Esta tendencia supone un desafío para el sector de las oficinas, tanto en términos de cantidad como de distribución. No obstante, reconoce que no hay una tendencia uniforme y que las oportunidades varían mucho en función de los países y las regiones, ya que dependen de factores culturales, geográficos y también económicos.

Según explica en el estudio, hay dos impactos potenciales a considerar: la migración entre países y ciudades, y la migración dentro de las ciudades. Los movimientos de la población, en su opinión, pueden producirse por un factor económico (buscar un lugar más barato en el que vivir) o laboral (mudarse en busca de oportunidades profesionales), y prevé que haya más migraciones en EEUU que en Europa o Asia, donde los cambios de país son más complicados por barreras como el idioma o el acceso a permisos de trabajo.
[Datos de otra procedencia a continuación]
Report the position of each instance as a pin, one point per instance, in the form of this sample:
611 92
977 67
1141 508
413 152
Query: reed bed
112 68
Según la gestora, el modelo de trabajo híbrido reducirá la actividad en el centro de las ciudades y aunque no prevé un gran impacto en la distribución de los espacios de las oficinas, sí ve probable que la demanda opte por espacios más reducidos.
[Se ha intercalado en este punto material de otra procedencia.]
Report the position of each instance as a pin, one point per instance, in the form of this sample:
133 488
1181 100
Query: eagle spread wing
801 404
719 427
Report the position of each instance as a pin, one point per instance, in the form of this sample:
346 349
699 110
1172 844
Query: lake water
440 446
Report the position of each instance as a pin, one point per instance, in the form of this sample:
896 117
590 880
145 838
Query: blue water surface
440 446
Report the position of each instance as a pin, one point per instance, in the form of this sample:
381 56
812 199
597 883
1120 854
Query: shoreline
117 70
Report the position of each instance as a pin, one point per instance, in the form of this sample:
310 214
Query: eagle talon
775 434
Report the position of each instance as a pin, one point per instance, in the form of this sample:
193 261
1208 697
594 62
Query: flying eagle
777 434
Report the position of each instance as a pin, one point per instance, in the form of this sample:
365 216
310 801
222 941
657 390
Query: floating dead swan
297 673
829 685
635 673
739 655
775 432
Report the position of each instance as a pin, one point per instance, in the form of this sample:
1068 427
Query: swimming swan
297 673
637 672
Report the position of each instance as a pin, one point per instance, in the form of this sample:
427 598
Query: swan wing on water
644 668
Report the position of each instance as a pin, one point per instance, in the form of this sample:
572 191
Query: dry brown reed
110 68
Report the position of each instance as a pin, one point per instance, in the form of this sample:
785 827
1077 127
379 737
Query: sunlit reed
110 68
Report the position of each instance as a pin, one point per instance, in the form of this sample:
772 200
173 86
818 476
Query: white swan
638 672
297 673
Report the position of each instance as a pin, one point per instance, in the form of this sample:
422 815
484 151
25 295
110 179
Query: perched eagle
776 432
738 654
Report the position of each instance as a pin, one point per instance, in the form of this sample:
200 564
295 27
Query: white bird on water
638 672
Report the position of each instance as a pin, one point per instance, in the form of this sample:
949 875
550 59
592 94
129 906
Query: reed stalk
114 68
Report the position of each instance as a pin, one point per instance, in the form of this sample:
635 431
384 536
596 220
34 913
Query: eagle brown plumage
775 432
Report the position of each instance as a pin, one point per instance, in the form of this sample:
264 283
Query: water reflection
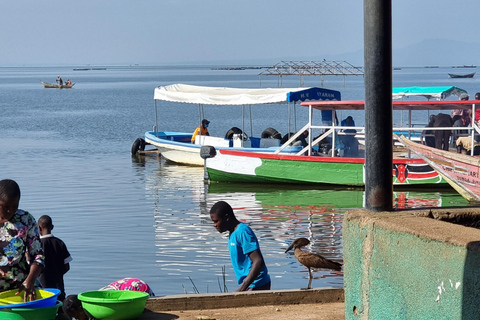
189 251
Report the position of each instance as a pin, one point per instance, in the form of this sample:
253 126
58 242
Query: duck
311 260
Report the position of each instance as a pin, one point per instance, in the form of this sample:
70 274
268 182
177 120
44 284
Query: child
57 257
247 260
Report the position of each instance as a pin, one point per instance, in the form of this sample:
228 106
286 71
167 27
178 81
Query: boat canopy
437 93
397 105
240 96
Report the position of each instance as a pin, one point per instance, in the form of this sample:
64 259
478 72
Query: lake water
124 216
4. Tendencias al alza que sorprenderán

Otra de las previsiones que maneja Nuveen es que 2022 será un año en el que debemos estar preparados para las sorpresas. “Hasta las tendencias previstas sorprenderán por su velocidad e impacto en el sector inmobiliario”, recalca en el informe.
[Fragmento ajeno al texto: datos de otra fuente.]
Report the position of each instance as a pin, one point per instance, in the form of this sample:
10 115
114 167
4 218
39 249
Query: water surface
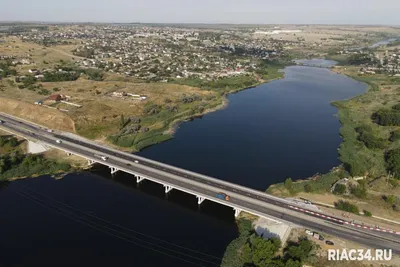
276 130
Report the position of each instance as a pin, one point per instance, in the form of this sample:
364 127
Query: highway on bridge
243 198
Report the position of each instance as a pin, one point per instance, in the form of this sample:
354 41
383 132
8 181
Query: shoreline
174 125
Por ejemplo, cree que el cambio climático cada vez pesará más en la agenda política y empresarial, y que se acelerará la apuesta por la sostenibilidad en el inmobiliario, tanto por parte de propietarios como de bancos, aseguradoras y comités de inversión.

5. Decisiones pensando en el futuro

Por último, la gestora afirma que los cambios estructurales en la demografía, la tecnología y la sostenibilidad, que constituyen el núcleo de la estrategia de inversión del mundo del mañana, podrían ser el gran elemento diferenciador en materia de rendimiento durante la próxima década.

En el caso de la demografía, por ejemplo, detalla que durante la pandemia ha cambiado la forma de vivir, comprar y relacionarnos, y que esa conectividad será clave en el futuro. Nuveen afirma que será necesario tener en cuenta las nuevas necesidades que han surgido para poder crear valor en las inversiones inmobiliarias.

En el campo tecnológico, destaca la realidad virtual y la llegada de las ‘proptech’, empresas que participan en todo el ciclo de vida de un activo, automatizando los flujos de trabajo y realizando las operaciones de construcción más eficiente, o la apuesta por las energías renovables. Según el estudio, quienes se queden atrás en los cambios tecnológicos, tendrán más difícil alcanzar los objetivos de retorno, ya que los inquilinos y los compradores cada vez demandan más instalaciones de última generación.

Por útimo, y dentro del campo de la sostenibilidad, la gestora cree que cotizarán al alza aquellas estrategias que contemplen la eficiencia energética de los inmuebles, ya que los edificios sostenibles gozarán de “más certeza, mayores rendimientos y menos impuestos sobre el carbono” que aplican muchos países, incluidos los europeos.